A proprietary company has no more than 50 non-employee shareholders and is generally not permitted to offer shares or securities to the public. It must have at least one shareholder and one director, and at least one director must ordinarily reside in Australia.
Public company A public company may have more than 50 non-employee shareholders, can offer shares and securities to the public, and may seek listing on the Australian Stock Exchange.
- Limited liability for shareholders/owners.
- Company structure is commercially well understood and accepted.
- Ability to raise significant capital.
- Profits can be reinvested in the company or paid out to the shareholders as dividends.

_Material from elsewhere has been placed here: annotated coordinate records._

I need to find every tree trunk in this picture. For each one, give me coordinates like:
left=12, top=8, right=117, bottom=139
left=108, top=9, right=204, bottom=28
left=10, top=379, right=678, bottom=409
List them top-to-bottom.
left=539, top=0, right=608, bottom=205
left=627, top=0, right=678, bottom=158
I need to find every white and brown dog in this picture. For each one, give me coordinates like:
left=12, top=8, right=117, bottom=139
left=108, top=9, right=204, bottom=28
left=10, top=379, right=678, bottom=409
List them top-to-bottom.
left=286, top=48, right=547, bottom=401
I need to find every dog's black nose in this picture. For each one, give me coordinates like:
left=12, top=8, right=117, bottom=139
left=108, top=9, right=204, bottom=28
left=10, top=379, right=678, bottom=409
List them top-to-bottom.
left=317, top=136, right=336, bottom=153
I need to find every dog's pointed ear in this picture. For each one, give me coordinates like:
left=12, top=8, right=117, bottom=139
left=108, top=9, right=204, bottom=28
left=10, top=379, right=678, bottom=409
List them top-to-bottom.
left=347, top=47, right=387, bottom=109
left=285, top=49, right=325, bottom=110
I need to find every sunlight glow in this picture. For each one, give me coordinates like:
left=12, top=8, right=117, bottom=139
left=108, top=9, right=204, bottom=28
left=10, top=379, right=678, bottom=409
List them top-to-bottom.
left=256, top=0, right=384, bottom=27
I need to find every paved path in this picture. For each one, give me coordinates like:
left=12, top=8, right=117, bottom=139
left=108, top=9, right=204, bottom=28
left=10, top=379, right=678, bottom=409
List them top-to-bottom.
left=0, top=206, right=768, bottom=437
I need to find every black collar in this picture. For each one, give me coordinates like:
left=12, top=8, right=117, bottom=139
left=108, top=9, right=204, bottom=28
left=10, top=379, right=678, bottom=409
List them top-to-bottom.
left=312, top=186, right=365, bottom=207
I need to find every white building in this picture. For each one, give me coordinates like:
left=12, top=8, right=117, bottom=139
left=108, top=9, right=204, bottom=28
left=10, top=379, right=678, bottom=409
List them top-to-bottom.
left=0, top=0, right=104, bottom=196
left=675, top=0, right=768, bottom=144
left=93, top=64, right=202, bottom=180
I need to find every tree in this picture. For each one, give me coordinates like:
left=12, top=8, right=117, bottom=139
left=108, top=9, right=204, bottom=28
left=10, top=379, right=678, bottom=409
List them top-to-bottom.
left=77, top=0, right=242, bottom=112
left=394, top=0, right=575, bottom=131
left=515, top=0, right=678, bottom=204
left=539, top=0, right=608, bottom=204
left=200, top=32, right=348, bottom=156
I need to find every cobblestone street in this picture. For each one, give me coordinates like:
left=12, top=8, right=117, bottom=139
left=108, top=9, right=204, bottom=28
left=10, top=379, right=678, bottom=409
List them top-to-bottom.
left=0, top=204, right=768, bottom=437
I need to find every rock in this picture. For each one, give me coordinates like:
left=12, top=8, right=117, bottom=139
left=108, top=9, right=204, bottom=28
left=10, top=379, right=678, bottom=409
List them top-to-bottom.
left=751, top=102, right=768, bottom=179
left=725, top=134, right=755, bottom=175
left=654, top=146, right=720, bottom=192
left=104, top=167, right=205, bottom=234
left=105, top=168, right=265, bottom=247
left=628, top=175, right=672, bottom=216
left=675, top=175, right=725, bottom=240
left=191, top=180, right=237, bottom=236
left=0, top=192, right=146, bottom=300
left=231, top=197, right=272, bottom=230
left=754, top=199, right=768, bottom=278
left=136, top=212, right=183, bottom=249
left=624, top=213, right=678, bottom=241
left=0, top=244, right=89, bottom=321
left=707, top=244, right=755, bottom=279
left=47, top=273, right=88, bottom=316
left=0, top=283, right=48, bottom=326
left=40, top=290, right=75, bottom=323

- Easy to sell and pass on ownership.
- Company can carry forward losses indefinitely to offset against future profits.
- Significant set-up costs and maintenance costs.
- Limited or no control of company affairs.
- Complex reporting requirements.
- Company can’t distribute losses to its shareholders.
- Directors will be personally liable for unpaid PAYG withholding and/or SGC amounts. see here
Unlike a company, a trust is not a separate legal entity. Trusts are often used in connection with running a business for the benefit of others. A trust is a structure where a trustee (an individual or company) carries out the business on behalf of the members (or beneficiaries) of the trust. Family businesses are often set up as a trust so that each family member can be made a beneficiary without having any involvement in how the business is run.
A trust is set up through a trust deed and there are two main types:
The trustee has discretion in the distribution of funds to each beneficiary. The most common example is the family trust.
Unit trusts are recommended when more than one family is involved. The interest in the trust is divided into units, similar to shares. Each unit holder may have a number of units in the trust. Distribution from the trust is determined according to the number of units held. Importantly, trustees are legally liable for the debts of the trust. They can use the assets of the trust to meet those debts. However, if there’s a shortfall, they are responsible for covering the difference from their own resources. A trustee must apply for a Tax File Number (TFN) and lodge an annual trust return. The trust is not liable to pay tax, tax is assessed to the trustee or to the beneficiaries that are entitled to receive the trust net income.
- Learn more about the tax requirements of an Australian trust at the ATO website
Advantages and disadvantages of a trust
Advantages of a trust
- Reduced liability – especially if corporate trustee.
- Asset protection.
- Flexibility of asset and income distribution.
Disadvantages of a trust
- Can be expensive and complex to establish and administer.
- Difficult to dissolve, dismantle, or make changes once established particularly where children are involved.
- Any profits retained to reinvest into the business, will incur penalty tax rates.
- Can not distribute losses, only profits.